Wednesday, December 28, 2011

Free Banking and NGDP-Targeting

Some Market Monetarists are supporters of Free Banking (see ).  They  see NGDP-targeting as a second-best alternative to a free banking regime.    In this post I examine the claims made that NGDP-targeting accurately mimics the functioning of a Free Banking system

In a standard  free-banking model  an increase in the demand for money will show up to banks as an increased willingness to hold their notes  and  increased balances held in accounts.     This will give the banks extra reserves that can then choose to lend out.   Other things being equal they will increase lending by lowering interest rates.   In this way ,  by acting to maximize profits,  they will tend to stabilize AD and allow  the economy to avoid  having to deal with a situation of monetary disequilibrium.     Market Monetarists who favor free banking emphasize that this process is similar to the actions of the CB in an NGDP-targeting regime who will expand the money supply and reduce interest rates when the economy shows signs of falling  short of  its NGDP trend.

However I think there are significant differences that I will now take a closer look at.

For a Free Bank to extend a new loan it needs to find a potential customer who   it thinks is a good risk at the rate of interest the market allows.

First of all lets look at the demand for loans.    Other things being  equal  a  lower interest rate should increase demand both for business and consumer loans.    However in a time of increased  demand for money other things may not be equal.    Demand for consumer loans may fall off sharply.       The demand for business loans will depend upon entrepreneurs perception of there being profitable business opportunities available.   In a time of high demand for money entrepreneurs may perceive that there is additional risk.   They will demand bigger profit spreads before they will embark on new borrowing and this will drive down the interest rate they are prepared to pay.   We may have a scenario where banks need to lower interest rates to clear excess reserves coinciding with a time when demand for business and consumer loans is also low.     

At low  interest-rates  banks will not consider it worth the risk to lend and they will instead choose to sit on unused reserves.   We have hit the zero-bound.   It is possible that they may also buy other assets such as bonds but it is likely that here too rates will be driven too low for the banks to continue with this purchase strategy .

At this point (the zero bound) there is a fundamental difference between what needs to happen  under a free banking regime and what would happen under NGDP-targeting.
Under Free Banking:    AD has fallen from its previous levels.  Entrepreneurs,  facing falling demand for their product,  need to develop strategies to address this by cutting costs and finding ways to keep their customers.      Workers ,  faced with falling demand for labor,  need to recognize the need to cut wages in response.     This will increase profit margins and allow the demand for labor (and the demand for loans) to increase.  The economy can move  back to health.
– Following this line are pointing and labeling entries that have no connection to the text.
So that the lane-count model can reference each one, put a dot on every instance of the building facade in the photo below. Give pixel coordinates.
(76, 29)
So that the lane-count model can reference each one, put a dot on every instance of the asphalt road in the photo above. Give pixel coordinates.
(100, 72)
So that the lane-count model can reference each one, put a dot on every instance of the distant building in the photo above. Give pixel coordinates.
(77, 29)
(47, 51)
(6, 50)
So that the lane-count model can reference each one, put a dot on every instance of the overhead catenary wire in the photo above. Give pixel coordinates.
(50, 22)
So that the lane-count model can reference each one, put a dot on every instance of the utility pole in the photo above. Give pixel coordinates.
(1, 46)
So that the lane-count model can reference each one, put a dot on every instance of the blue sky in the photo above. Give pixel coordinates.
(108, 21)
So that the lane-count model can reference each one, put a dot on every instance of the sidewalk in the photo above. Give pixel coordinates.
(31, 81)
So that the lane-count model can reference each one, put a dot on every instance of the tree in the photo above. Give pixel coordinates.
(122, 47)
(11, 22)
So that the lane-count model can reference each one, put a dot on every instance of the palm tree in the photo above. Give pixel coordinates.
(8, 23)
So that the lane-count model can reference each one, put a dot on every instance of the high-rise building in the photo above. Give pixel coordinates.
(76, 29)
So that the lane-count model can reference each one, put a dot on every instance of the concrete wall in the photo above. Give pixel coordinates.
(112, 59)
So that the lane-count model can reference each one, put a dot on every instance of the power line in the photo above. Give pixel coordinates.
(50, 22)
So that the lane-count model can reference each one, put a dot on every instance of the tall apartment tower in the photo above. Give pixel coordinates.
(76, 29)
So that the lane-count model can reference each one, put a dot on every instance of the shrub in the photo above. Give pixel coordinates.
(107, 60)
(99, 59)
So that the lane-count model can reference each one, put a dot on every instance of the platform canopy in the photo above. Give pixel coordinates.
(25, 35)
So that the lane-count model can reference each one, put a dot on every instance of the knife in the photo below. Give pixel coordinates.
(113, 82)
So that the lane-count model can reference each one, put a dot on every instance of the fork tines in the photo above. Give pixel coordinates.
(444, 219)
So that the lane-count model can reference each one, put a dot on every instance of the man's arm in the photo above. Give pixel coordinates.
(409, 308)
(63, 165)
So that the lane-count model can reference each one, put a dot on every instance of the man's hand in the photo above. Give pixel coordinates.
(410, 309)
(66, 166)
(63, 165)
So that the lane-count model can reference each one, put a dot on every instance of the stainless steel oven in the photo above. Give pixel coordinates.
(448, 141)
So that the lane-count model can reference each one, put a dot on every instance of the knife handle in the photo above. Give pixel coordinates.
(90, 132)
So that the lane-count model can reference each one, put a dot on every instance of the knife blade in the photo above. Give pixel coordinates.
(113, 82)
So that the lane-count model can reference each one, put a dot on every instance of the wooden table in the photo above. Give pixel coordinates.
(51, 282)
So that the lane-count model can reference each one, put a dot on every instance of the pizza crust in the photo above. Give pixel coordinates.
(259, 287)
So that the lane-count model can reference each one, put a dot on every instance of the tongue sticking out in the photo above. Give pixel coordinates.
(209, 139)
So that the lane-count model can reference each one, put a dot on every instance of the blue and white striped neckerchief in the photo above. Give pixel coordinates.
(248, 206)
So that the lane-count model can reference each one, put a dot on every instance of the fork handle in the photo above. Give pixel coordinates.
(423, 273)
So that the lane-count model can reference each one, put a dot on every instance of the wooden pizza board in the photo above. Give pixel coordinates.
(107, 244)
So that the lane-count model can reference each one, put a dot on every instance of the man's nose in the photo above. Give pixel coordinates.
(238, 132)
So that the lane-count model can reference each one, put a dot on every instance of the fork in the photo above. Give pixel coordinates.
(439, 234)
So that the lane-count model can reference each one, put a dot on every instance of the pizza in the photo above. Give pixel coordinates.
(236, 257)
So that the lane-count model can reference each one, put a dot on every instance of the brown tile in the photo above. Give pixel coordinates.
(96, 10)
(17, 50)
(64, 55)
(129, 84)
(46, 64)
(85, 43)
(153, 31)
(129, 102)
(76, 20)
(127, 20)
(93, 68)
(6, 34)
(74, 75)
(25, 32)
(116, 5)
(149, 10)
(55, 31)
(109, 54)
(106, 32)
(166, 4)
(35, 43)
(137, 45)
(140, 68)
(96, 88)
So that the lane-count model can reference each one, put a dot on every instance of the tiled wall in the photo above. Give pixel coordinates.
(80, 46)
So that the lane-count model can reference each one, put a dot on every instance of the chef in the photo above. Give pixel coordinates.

Under NGDP-targeting:    NGDP has fallen away from its target and the money supply needs to be increased further.   Conventional means have been exhausted as interest rates have approached  zero.   Unconventional means needs to be adopted of purchasing other assets , and relentlessly continuing to do so , until spending increases sufficiently to get NGDP back on target.      Partially this will move demand for goods up the demand curve and thereby stimulate greater supply.   However to a large part his will also  be achieved by creating inflation that will deter individuals from holding the money balances that have indicated they  desire to hold and by  turning  low nominal interest rates into negative real rates in order to force investment.  
In my view this policy is dangerous.    Inflation is a bad way to stimulate output as it distorts market pricing signals and creates additional business costs.    Once the expectations of further inflation  has been created it can be hard to eliminate without a forced recession, especially if the increase in the money supply has created large quantities of cash held in reserve.